The writhing mass of bloody tendrils wrapped around my right arm continued to struggle. Ramona, through no choice of her own, was still alive in this mass, though her dead indicator was blinking faster, which meant her torment would not be eternal.
That was nice.
In those last few minutes, we didn't talk. We hugged. That's all we could do. Antoine and Kimberly said their goodbyes. I wasn't sure this was the real Kimberly, but I wasn't going to voice that opinion in front of Antoine just then.
We waited for the clock to tick down. Anna suggested trying to use her escape trope again, but I doubted it would work as well twice, and even if it did, we would just get tracked down again.
One minute left, and I prepared myself for that terrible pain again. Dread overcame me, and though a spark of rage existed still, I could never ignite it into a fire.
Thirty seconds left. The hug became tighter, and we said our goodbyes.
Were we always hopeless? It seemed like Carousel was always going to find a way to show off its prized collection of cosmic horrors. There was no preventing this. Had we simply entered a storyline too strong to beat?

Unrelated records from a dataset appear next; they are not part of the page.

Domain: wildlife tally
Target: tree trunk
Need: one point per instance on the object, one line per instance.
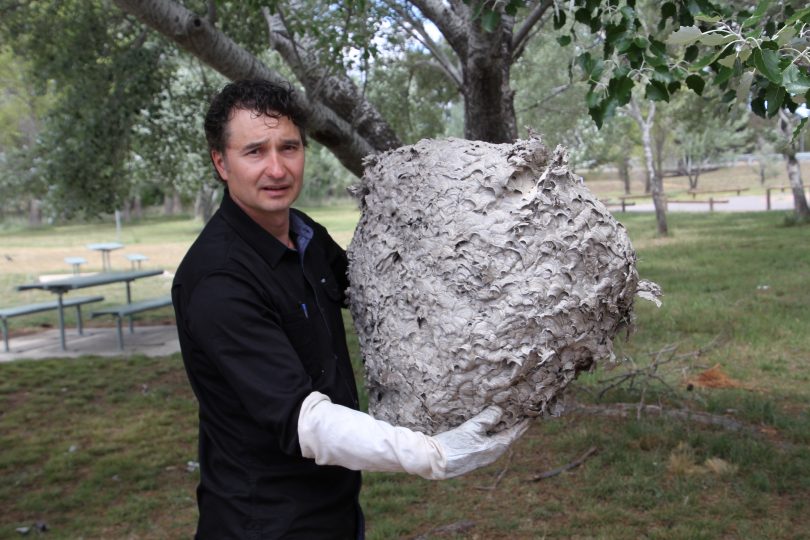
(624, 173)
(489, 112)
(787, 123)
(797, 186)
(35, 213)
(656, 185)
(206, 203)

How many other teams had this exact same moment? We had never had one. That was remarkable. We never had the team death huddle. In a way, that was a mark of how good we were. An odd thing to be proud of at that moment.
There were so many mysteries of Carousel left to unravel, and I mourned them. I would never get to know why we were here or why we were chosen. I would never get to rescue all the people I had pledged to save.
Ten seconds left, and the Party of Promise was about to be broken.
And when there were almost no seconds left, that was when he arrived out of breath like he had been running.
Bobby squeezed past the Shapeless One who had blocked us in.
He stared at me directly, tears running down his face.
I expected him to be long gone. He had an out. Why would he ever come back?